1. Stocks splits do nothing to shareholder value or I would split my companies stock every week if I could.
2.From my research I have read academic are studies that show a *slight* upward bias for stocks that split, but nothing significant. Even if it was significant, it would cancel itself out over time like the January effect with efficient markets.
3. A company buying its stock back is CLEARLY bullish on the future of the company. Not to say that factors could arise that make Dell have slow pc sells, but the company has "faith" in the future.
4. If I am in charge of Dell and have all this excess cash, I have 3 options basically. a) Invest in money market (t-bills) and not risk the cash.
B) Invest in say a stock portfolio index fund to try and beat t-bills. Or real estate, etc..
C) Take a huge risk and bet it on stock in the company. Think of Dell being an individual investor and betting it all on one stock.
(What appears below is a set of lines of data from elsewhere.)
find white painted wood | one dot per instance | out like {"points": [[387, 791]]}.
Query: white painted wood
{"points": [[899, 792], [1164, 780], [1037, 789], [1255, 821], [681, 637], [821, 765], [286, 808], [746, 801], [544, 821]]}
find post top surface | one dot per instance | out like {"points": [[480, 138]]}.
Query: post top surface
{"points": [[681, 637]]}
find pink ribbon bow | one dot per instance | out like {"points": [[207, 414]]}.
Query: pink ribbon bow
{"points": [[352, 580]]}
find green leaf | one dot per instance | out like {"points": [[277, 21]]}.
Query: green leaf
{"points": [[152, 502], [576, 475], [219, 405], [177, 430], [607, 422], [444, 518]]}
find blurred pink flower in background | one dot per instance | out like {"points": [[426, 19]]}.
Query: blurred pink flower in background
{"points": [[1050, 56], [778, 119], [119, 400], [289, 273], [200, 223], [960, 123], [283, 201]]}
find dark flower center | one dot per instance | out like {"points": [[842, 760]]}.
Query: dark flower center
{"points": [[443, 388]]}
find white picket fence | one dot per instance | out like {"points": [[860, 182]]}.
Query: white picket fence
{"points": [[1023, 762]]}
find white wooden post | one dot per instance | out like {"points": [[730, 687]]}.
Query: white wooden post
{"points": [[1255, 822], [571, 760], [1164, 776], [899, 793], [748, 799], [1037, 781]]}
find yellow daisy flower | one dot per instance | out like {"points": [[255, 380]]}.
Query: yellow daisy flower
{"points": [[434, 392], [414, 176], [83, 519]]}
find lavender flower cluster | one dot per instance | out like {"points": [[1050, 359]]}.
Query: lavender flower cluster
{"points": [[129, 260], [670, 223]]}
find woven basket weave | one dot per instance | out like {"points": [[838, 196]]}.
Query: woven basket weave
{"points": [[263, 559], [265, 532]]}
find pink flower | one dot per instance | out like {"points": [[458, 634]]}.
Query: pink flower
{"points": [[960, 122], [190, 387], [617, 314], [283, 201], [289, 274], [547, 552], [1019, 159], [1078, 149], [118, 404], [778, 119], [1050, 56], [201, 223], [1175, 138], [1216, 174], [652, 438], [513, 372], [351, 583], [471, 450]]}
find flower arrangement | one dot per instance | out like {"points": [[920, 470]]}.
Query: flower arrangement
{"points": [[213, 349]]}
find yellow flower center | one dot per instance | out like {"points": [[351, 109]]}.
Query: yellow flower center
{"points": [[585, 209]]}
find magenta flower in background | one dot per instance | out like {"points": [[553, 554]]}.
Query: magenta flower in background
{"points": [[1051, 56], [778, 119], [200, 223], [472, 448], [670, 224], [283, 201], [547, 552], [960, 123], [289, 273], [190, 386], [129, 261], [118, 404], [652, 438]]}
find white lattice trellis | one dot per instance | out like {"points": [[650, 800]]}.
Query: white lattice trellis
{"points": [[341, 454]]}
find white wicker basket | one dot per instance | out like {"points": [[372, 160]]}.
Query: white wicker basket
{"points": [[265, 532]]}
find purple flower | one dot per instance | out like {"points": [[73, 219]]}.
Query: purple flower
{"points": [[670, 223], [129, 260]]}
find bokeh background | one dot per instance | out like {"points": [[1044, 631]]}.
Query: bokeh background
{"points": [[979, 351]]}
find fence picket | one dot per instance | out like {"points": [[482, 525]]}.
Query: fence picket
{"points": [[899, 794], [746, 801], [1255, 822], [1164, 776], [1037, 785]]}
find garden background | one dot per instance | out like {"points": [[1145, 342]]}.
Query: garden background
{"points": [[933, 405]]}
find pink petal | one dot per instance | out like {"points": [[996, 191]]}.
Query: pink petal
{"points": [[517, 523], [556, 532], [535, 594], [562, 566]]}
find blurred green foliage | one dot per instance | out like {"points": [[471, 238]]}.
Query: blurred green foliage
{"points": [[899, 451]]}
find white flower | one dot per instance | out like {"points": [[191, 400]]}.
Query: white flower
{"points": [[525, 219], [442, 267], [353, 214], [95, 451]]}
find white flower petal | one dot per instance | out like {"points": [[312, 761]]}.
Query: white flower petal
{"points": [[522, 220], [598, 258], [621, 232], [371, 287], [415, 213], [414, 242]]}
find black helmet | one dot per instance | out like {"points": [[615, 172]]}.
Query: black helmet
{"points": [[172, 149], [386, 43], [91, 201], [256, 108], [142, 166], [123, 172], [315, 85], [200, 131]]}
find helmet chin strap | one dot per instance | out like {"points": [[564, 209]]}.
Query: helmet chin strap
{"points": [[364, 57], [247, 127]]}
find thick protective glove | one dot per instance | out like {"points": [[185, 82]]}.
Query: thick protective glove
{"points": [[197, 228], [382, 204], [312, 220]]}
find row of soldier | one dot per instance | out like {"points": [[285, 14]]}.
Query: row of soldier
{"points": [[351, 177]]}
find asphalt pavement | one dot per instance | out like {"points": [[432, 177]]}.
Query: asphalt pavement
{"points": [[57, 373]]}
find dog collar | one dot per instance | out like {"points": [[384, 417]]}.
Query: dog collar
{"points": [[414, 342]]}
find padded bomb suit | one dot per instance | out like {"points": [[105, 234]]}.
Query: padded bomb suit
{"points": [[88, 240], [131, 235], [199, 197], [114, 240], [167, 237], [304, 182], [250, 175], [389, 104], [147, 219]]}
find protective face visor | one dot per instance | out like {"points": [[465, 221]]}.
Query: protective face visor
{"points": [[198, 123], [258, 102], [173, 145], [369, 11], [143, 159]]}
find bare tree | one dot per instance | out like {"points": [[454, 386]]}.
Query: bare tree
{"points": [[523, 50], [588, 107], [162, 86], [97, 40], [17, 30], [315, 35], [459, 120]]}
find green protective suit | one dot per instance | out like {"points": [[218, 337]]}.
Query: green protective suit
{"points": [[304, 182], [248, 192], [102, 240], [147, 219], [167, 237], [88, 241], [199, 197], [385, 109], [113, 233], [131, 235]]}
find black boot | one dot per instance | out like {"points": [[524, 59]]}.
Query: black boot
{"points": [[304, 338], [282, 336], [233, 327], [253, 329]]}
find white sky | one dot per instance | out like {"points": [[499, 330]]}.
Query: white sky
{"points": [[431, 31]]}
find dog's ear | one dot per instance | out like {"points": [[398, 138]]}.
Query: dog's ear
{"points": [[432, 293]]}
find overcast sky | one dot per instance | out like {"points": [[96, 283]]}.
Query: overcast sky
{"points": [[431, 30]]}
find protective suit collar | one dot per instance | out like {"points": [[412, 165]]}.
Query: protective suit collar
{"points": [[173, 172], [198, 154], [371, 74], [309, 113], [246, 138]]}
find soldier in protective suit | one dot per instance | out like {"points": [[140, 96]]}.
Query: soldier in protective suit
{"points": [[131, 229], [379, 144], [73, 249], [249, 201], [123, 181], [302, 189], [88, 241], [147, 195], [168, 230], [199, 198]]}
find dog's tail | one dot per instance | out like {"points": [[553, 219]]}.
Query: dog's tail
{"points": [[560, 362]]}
Thus risk/reward spectrum is there for Dell. Time will tell if buying back shares was a good idea. If Dell keeps surging, the value of the company (assets) will increase, if Dell declines, then the value will decrease for shareholders. BUT, for sure this will make the eps calculations more attractive since there are less shares outstanding.... This is clearly great for stock investors in DEll, cause EPS will go up, all else being constant....... Thoughts??